BLBG:Treasuries Snap 6-Day Gain Before Consumer Data, Auctions
Treasuries rose for a seventh day on concern the euro debt crisis is worsening after the International Monetary Fund said Greece faces a financing gap that won’t be solved by budget measures being discussed.
Benchmark 10-year yields dropped to the lowest level in two weeks after IMF Director General Christine Lagarde said yesterday that global growth will probably be weaker than the organization projected in July. Two-year notes were little changed before the U.S. government sells $35 billion of the securities today.

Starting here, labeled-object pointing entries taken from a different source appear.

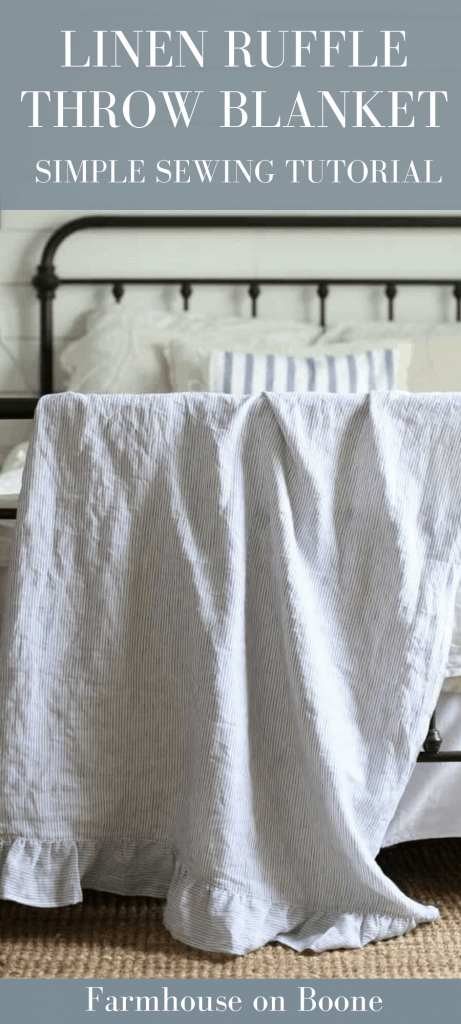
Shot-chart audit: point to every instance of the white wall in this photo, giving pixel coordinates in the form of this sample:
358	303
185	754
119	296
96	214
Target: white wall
353	253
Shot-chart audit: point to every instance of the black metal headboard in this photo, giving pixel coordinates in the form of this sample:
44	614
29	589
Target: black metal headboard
46	282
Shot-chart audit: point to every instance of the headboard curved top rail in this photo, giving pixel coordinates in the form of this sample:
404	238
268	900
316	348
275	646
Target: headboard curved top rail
46	281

“Treasury yields are exceptionally low but it is justified as long as the crisis in the euro zone drags on,” said Peter Chatwell, a fixed-income strategist at Credit Agricole Corporate and Investment Bank in London. “We need to see further abating in the euro debt crisis for Treasury yields to rise.”
The 10-year yield dropped two basis points to 1.69 percent at 10:03 a.m. in London, according to Bloomberg Bond Trader prices. The 1.625 percent note maturing in August 2022 rose 6/32, or $1.88 per $1,000 face amount, to 99 13/32. The yield is at the lowest since Sept. 11.
Treasuries reached the most expensive level in two weeks today. The 10-year term premium, a model created by economists at the Fed that includes expectations for interest rates, growth and inflation, was negative 0.91 percent, the most costly since Sept. 10. A negative reading indicates investors are willing to accept yields below what’s considered fair value.